Liputan6.com, Islamabad - Asif Ali Zardari memenangkan masa jabatan kedua sebagai presiden Pakistan pada Sabtu (9/3/2024). Dia didukung oleh koalisi yang berkuasa dalam pemungutan suara di parlemen dan majelis regional.
Peran presiden sebagian besar bersifat seremonial di Pakistan, namun Zardari dikenal sebagai ahli rekonsiliasi dan dapat membantu mitra koalisi pemerintah mencapai konsensus untuk mengarahkan perekonomian yang rusak ke jalur stabilisasi sebelum mencari dana talangan baru dari IMF. Demikian seperti dilansir CNA, Minggu (10/3).
Baca Juga
Sebagai presiden, Zardari juga akan menjadi panglima tertinggi angkatan bersenjata negara, yang memainkan peran besar dalam membentuk atau menghancurkan pemerintahan.
Advertisement
Zardari memperoleh 411 suara, menjadikannya dengan mudah mengalahkan pemimpin nasionalis Mehmood Khan Achakzai yang meraih 181 suara. Achakzai didukung oleh partai pimpinan Imran Khan, yang masih dipenjara.
Duda Benazir Bhutto
Presiden Pakistan dipilih melalui pemungutan suara di majelis rendah dan tinggi parlemen serta empat dewan legislatif provinsi.

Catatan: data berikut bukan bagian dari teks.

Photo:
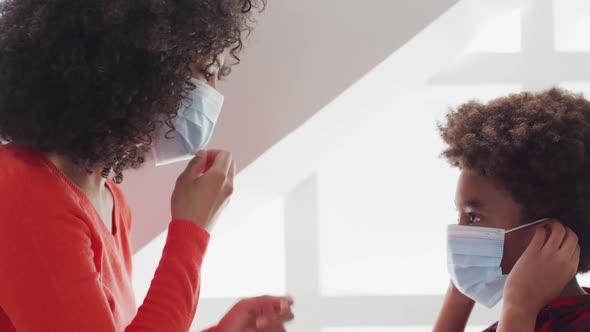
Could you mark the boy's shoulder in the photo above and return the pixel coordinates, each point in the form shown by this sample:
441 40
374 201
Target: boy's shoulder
570 314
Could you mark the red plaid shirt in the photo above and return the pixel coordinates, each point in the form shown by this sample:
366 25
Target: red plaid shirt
567 314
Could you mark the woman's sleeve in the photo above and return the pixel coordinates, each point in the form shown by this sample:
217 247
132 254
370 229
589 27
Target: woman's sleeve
49 278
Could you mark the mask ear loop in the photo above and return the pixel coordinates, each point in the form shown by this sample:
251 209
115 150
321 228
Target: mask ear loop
527 225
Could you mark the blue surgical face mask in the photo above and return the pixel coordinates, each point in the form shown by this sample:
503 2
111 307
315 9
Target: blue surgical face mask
474 255
194 125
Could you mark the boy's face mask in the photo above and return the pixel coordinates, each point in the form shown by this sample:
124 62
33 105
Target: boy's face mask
474 255
194 125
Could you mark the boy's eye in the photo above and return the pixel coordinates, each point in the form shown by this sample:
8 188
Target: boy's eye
473 218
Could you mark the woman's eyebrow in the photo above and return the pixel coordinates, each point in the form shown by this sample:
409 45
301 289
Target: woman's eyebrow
471 203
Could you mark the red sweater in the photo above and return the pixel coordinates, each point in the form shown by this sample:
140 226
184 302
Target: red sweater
62 270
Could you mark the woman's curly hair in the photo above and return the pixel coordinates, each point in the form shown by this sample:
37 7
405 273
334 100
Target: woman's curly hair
537 146
94 80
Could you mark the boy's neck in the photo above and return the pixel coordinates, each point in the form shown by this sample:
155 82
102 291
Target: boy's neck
573 289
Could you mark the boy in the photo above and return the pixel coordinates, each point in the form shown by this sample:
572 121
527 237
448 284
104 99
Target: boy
523 199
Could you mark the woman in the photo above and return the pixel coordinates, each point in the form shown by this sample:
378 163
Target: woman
523 200
85 86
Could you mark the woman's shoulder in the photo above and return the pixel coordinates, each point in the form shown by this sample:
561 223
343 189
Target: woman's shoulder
27 184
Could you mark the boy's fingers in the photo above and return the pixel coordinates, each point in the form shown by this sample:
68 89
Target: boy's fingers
570 242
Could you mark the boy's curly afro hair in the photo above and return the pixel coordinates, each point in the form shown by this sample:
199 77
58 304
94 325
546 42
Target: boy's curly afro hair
537 146
93 80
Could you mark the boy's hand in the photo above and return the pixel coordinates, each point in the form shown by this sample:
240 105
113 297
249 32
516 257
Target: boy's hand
544 269
259 314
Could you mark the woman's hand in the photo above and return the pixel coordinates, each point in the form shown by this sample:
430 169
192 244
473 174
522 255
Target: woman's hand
539 276
204 187
259 314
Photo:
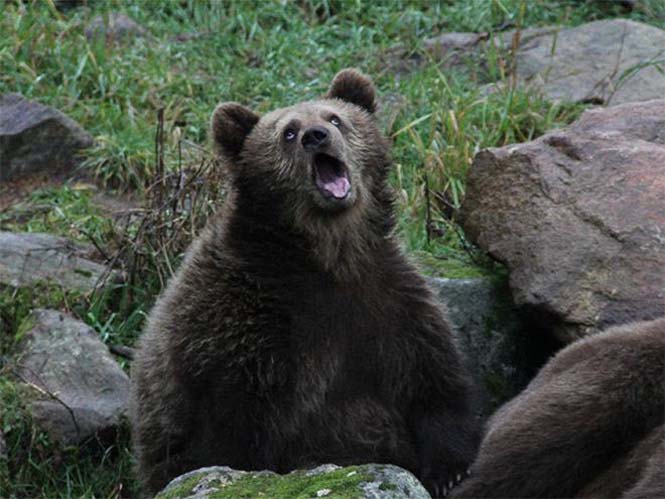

Zardari sendiri adalah duda dari mantan perdana menteri Benazir Bhutto. Dia memperoleh status politik setelah istrinya dibunuh dalam bom bunuh diri pada Desember 2007, di mana dia mengambil kendali Partai PPP setelahnya. Hal tersebut sejalan dengan keinginan Benazir dalam surat wasiatnya.
Dia menjadi presiden pada tahun 2008 dan menjabat hingga tahun 2013, periode ketika pasukan khusus Amerika Serikat (AS) melakukan serangan di Pakistan untuk menemukan dan membunuh Osama bin Laden pada tahun 2011.
Advertisement
11 Tahun Dipenjara
Pencapaian terbesar Zardari pada masa jabatan pertamanya dinilai adalah terbangunnya konsensus politik yang jarang terjadi dalam mengadopsi kerangka hukum dan politik baru untuk mendesentralisasikan kekuasaan dan mengekang kekuasaan presiden yang dipegang oleh mantan pemimpin militer.
Dari awal tahun 1990-an hingga 2004, Zardari menghabiskan 11 tahun penjara atas tuduhan korupsi, yang tidak pernah dibuktikan di pengadilan mana pun. Dia dan partainya menyebut peristiwa itu sebagai viktimisasi politik yang didukung militer, tuduhan yang telah dibantah oleh militer.